# Can parents visit Australia while waiting for their 103 visa?



## matche (Jul 27, 2010)

Hello, I am going to sponsor my parents for the visa subclass 103. I understand that it may take more than 10 years to process the visa.
My parents may visit Australia in 5 years’ time and stay for a long period (may be 2-3 years), just wondering can my parents visit Australia as a visitor, while their 103 is under processing? 
Any advice will be highly appreciated.


----------



## CCMS (Oct 10, 2013)

From DIBP web-site :

*Visitor visas for parents of Australians*

Due to the length of the permanent Parent (Migrant) visa (subclass 103) queue, and the desirability of family reunion, we might grant a more generous Visitor visa. You will automatically be considered for this if you are a parent or step-parent of:

-an Australian citizen or permanent resident.
-an eligible New Zealand citizen.

We will consider these applications on a case-by-case basis. We can grant visas that last up to:

-five years for parents outside Australia who are in the Parent (Migrant) visa (subclass 103) queue
-three years for parents outside Australia who have had a previous Australian visa and complied with the visa conditions, and either:
have not applied for a Parent visa
have applied for a Parent visa (subclass 103) but are not yet in the Parent visa queue
-18 months for parents who have not previously travelled to Australia and either:
have not applied for a Parent visa, or
have applied for a Parent visa (subclass 103) but are not yet in the Parent visa queue.

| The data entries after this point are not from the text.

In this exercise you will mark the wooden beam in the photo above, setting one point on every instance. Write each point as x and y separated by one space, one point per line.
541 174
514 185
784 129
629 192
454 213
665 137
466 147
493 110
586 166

The visa will have three extra visa conditions:

-Maximum 12 month stay in 18 months: You cannot stay in Australia for more than 12 months on any visit or for more than 12 months in any 18-month period.
-Health insurance: You must maintain fully comprehensive health insurance while you are in Australia. You could be asked to provide evidence of 12 months health insurance cover when you apply. Reciprocal health arrangements are not adequate to meet this requirement.
-No further stay: You cannot apply for a new visa while you are in Australia. You must leave Australia no later than the date on which your visa ends, except in extremely limited circumstances.


----------



## matche (Jul 27, 2010)

Thanks CCMS, do u have the URL of the quote above?? Thanks.


----------



## CCMS (Oct 10, 2013)

Visitor visa (subclass 600)


----------